For a number of years it even had the highest deforestation rate in the world, but it was overtaken this year by Ghana, where cocoa bean crops for our chocolate are replacing the rainforests.
However, let us not dwell too long on the nations where the rate of loss is just as high and dramatic, but are not even bothering to sign up to Bonn, such as Bolivia (80,000km2 gone between 1990 and 2015), North Korea (33,000km2), Paraguay (58,000km2) and Indonesia (a breathtaking 275,000km2 — an area larger than New Zealand).
Even the news that global tree cover is growing is not what it seems, said Tim Rayden of the Oxford Forestry Institute.
“There is a big difference between tree cover and forests,” Rayden said.
A large number of nations, for example, are planning to fill their commitments with commercial plantations — but these plantations, which are harvested every 10 years or more regularly, are much less effective than tropical forests at capturing carbon.
He pointed to research where scientists worked out the carbon-capture potential of three different reforestation scenarios under the terms of the Bonn challenge.
If the 350 million hectares of reforestation are all natural forest, they can capture as much as 42 petagrams of carbon.
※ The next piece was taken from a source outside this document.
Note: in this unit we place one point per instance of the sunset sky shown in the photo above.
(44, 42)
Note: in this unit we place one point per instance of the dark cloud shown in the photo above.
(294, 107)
The UN Intergovernmental Panel on Climate Change believes that to keep global warming below 1.5
However, if the trajectory of the plans already submitted carries on, at least 45 percent of that cover would be commercial plantation.
If our natural forests are protected under that scenario, the storage potential would be 16 petagrams, but if we continue to chop into them in the same way that we do at present, the storage potential would dwindle to just 3 petagrams.
We wipe out whatever is complex, other and difficult to manage, and replace it with nice, easy farms and plantations full of monocultures of pigs and corn, and wheat and palm oil. We like things nice and simple, and symmetrical and easy to control, that is the problem.
One possible attempt to staunch some of the flow that is being seriously considered in the EU is a due-diligence law.
France already has a law that places a civil liability on large companies that fail to monitor their supply chains for human rights and environmental issues, and support for EU regulation — although not necessarily in that form — is coming from the oddest quarters, such as Nestle and Mondelez.
There are other green shoots of optimism, too.
Consumers are increasingly aware of the problem, said Chris West of the Stockholm Environment Institute at the University of York.
Politicians know that something has to change.
Brazil, for example, came in for serious criticism over the Amazon fires during the Madrid climate change talks.
In many ways, campaigners say, the terrible Amazon fires last summer have helped to focus the world’s attention on these incredibly precious living organisms that we take so very much for granted, but, as usual with this environmental lark, there is a dangerous time lag between becoming aware of the problem and stopping it from happening.
Trees might quite literally grow on trees (all right, just beneath them), but they grow slowly — and fall before the axes so quickly.